The organisers of Dubai Expo 2020 have outlined opportunities for small businesses and graduate jobseekers as they seek greater collaboration with the private sector in the UAE.
Measures to support potential suppliers include an exemption from tender bonds and guarantees for SMEs.
"The validity periods for proposals have been cut from 120 days to 60 days for SMEs … [the] payment period for SMEs is 30 days. [There is a] 25 per cent upfront payment for services, 50 per cent upfront for goods. No tender bonds required for SMEs, no guarantees required from SMEs, to not lock out their liquidity," said Manal Al Bayat, Expo 2020's vice president of engagement, at an event in Abu Dhabi co-organised by the Australian, French and Canadian business groups, the American Chamber of Commerce and the International Business Women's Group.
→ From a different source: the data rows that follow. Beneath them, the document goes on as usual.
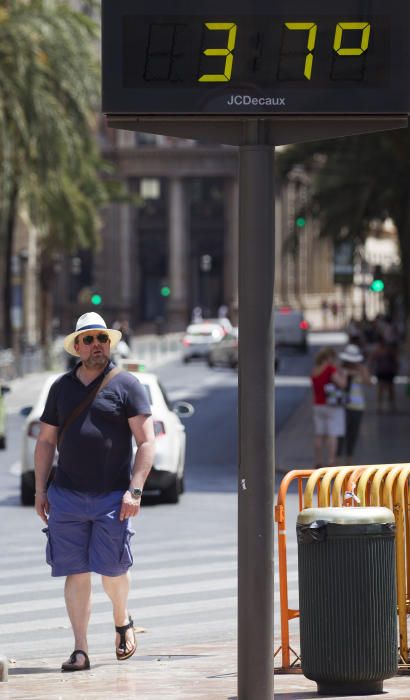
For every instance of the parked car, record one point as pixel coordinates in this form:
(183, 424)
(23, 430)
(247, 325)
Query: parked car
(3, 417)
(291, 328)
(167, 474)
(226, 351)
(199, 338)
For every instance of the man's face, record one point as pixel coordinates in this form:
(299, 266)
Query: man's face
(93, 348)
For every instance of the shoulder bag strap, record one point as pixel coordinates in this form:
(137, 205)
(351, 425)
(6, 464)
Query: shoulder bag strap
(86, 402)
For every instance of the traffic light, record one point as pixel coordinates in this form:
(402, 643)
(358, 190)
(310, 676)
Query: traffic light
(377, 284)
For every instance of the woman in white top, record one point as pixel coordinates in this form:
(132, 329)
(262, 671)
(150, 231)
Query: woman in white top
(357, 375)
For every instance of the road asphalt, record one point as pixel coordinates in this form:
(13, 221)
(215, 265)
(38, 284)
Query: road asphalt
(209, 671)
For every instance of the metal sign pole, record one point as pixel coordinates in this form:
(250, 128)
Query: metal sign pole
(256, 418)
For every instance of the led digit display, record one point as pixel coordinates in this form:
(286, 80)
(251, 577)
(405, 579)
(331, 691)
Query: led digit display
(283, 56)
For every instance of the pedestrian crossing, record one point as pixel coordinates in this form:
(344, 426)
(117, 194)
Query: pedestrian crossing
(184, 590)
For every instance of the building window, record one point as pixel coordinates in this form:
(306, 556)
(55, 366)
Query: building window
(150, 188)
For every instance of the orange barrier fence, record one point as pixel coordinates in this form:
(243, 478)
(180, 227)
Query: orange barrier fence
(286, 613)
(366, 485)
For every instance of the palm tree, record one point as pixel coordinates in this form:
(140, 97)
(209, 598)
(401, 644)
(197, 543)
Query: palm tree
(49, 83)
(356, 180)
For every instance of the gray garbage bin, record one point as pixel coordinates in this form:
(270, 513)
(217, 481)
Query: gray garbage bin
(347, 598)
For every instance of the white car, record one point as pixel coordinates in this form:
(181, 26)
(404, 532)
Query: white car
(167, 474)
(291, 328)
(199, 338)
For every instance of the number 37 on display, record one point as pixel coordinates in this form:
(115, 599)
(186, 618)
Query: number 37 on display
(361, 28)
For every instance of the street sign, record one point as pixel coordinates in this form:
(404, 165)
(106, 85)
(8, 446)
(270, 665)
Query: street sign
(234, 57)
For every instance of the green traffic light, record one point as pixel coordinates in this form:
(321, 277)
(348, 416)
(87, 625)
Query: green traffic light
(377, 286)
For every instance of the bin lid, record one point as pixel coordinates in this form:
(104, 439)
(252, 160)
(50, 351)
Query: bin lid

Any company, regardless of its size, and not necessarily located in the UAE, can approach the Expo for contracts by registering on the site esource.expo2020dubai.ae, she said.
“It is for corporates, SMEs, individuals, freelancers, artists. They will be able to see what has already gone out to the market, who has been awarded to, and what is coming out next.”
Ms Al Bayat said meetings are being held with businesses every six weeks for feedback on how to make the Expo a success.
“We look into details and invite industries. We learn from the challenges that you are facing.
“We are looking at what is going to be blowing people’s minds in 2020. In 2185, people will talk about what we deliver now.” Ms Al Bayat also detailed Expo 2020s Collaborative Entrepreneurship initiative.
“Not as CSR, but how can you incorporate an entrepreneur, an SME to be your innovation department, instead of hiring your own team,” she said.
Organisers are also working to ensure a social legacy for the region’s youth from this mega event.
Roadshows and workshops at universities across the emirates and around the world will highlight the potential for employment, Ms Al Bayat said.
This includes collaborations between corporates and universities to provide training programmes.
“Any graduate unemployed below the age of 28 can apply to our Apprentice Programme. We [have received] about 2,700 applications.”
There is also a need for 30,000 volunteers for the Expo, she said.
“They can make or break the event because the first impression when you come down off the airplane is the hospitality of the city, so we have to make sure that we train them.”
The six-month long exhibition expects to draw 25 million visitors, of which 70 per cent will be international guests.
The challenge is to design a seamless journey for travellers, Ms Al Bayat said.
“It does not matter how amazing the place is if people have to wait eight to nine hours to visit a pavilion.”
The Expo site is located strategically between Al Maktoum International Airport, Abu Dhabi International Airport, Dubai International Airport and Jebel Ali Port.
“Eighty per cent of the buildings will remain for legacy, so we have already started some conversations to see who will occupy that place when we move out,” she said.